Controls are similar to other mobile RPGs, joystick for movement on the left and action buttons on the right along with something I personally haven’t seen in mobile RPGs: hotkeys. Finally, I could quickly access items to heal up my character rather than go through a whole process just to be able to replenish my character’s health or mana. There’s also a “Cash Shop” in-game with getchas (loot crates), whether you use in-game mesos for rare items or pay real money for diamonds even rarer items is up to you. At some point during the start of the game I seemed to have obtained two doggos who follow me everywhere. Not only are they adorable doggos, they also help pick up loot drops which I am always lazy to take. Other players who were online while I was playing had other cute animals follow them around, I guess they do the same thing?
However, just like most mobile MMORPGs, there is a quest auto-navi and auto-progress system that I am absolutely not a big fan of. Maybe some people are, but definitely not me. It reminds me of those dreaded botters who flooded servers back in the day, mindlessly levelling up and going through the motions with no interaction with real players. But sad thing is, if I didn’t tap on the auto-navi for a quest, I had absolutely no idea where I had to go to progress. There were points where tapping out of the auto system bugged the game out, I couldn’t attack, I couldn’t move. The saddest part about this is that you don’t really have much room to freely explore the world of Maple while you progress on quests and that’s the aspect I love the most about RPGs in general. So I became mighty disappointed when I found out the exploration aspect was being taken away from me here.

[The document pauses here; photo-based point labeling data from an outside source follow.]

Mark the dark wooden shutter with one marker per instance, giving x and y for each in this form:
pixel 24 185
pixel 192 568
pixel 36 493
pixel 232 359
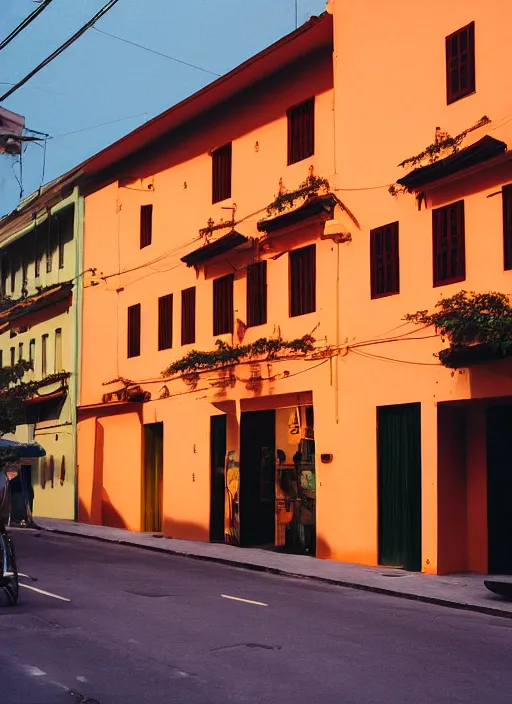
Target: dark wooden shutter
pixel 449 258
pixel 188 316
pixel 301 131
pixel 257 294
pixel 221 173
pixel 134 330
pixel 460 63
pixel 384 261
pixel 165 322
pixel 146 225
pixel 223 309
pixel 507 226
pixel 303 280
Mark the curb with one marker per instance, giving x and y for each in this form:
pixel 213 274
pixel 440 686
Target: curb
pixel 460 606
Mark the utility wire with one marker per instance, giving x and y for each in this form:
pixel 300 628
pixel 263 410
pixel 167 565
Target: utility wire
pixel 28 19
pixel 62 48
pixel 158 53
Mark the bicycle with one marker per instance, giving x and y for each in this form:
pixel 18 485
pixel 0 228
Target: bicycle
pixel 9 584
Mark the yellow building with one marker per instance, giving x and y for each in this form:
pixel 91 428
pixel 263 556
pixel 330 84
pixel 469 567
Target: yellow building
pixel 40 255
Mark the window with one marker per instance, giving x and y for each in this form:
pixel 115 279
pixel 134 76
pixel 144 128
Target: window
pixel 384 260
pixel 507 226
pixel 146 225
pixel 301 131
pixel 223 312
pixel 460 63
pixel 257 294
pixel 303 280
pixel 44 355
pixel 165 322
pixel 188 316
pixel 448 244
pixel 58 351
pixel 134 330
pixel 221 173
pixel 60 242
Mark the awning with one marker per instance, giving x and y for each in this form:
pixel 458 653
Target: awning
pixel 313 206
pixel 479 152
pixel 21 450
pixel 214 249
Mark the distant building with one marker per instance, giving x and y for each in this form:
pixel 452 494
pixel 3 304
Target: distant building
pixel 40 291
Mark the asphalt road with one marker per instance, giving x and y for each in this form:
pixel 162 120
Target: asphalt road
pixel 146 627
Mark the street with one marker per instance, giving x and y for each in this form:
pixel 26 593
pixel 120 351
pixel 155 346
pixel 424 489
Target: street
pixel 120 625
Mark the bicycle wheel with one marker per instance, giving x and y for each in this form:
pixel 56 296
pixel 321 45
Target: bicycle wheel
pixel 9 580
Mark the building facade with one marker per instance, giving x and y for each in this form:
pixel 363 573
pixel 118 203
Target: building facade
pixel 40 266
pixel 196 246
pixel 426 447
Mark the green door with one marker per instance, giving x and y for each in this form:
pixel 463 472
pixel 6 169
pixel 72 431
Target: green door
pixel 399 485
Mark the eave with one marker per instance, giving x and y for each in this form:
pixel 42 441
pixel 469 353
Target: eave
pixel 314 206
pixel 463 161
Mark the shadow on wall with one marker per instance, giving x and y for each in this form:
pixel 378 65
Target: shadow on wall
pixel 109 516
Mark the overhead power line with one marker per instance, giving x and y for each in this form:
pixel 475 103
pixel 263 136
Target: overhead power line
pixel 28 19
pixel 158 53
pixel 62 48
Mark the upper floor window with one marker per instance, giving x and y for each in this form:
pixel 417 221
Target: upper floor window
pixel 303 280
pixel 165 322
pixel 460 63
pixel 301 131
pixel 449 244
pixel 146 225
pixel 188 316
pixel 507 226
pixel 221 173
pixel 134 319
pixel 257 294
pixel 58 366
pixel 384 260
pixel 223 310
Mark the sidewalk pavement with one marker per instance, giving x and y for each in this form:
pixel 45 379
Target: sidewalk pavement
pixel 464 591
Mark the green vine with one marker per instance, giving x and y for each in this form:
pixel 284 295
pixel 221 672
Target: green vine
pixel 226 355
pixel 468 319
pixel 287 199
pixel 442 143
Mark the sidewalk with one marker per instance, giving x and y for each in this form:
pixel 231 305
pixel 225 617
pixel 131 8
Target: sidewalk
pixel 465 591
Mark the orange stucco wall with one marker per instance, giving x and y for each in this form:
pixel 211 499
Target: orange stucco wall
pixel 390 97
pixel 176 179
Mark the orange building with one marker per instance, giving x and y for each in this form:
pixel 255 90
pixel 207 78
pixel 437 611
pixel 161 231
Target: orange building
pixel 430 488
pixel 186 256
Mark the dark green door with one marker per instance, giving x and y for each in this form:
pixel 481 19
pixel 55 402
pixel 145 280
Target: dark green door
pixel 399 485
pixel 499 489
pixel 153 477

Dungeons become unlocked once a character reaches level 10 but I had stopped playing once I got stuck during a quest because that one last monster just wouldn’t seem to die. Literally. So I’m honesty not sure what the dungeons play like in the game. So overall, in my opinion, as far as mobile MMORPGs go, I think MapleStory’s 2D mechanics are perfect for this platform in comparison to other 3D MMORPGs. Though it is sad that the auto systems have deterred me from wanting to play further, I’m sure there will be plenty of people who will come to love the world of MapleStory once more.
While writing the review of this game, I was using the Huawei Mate 10. Its 5.9 inch screen was a relief to use, bigger is indeed better when it comes to mobile gaming. Its 4GB RAM insured smooth gaming and during my hours long play of MapleStory M it didn't heat up like a lot of other phones would when playing games like this. Too bad it can't fit nicely in my pants pocket though! (Blame ladies pants!)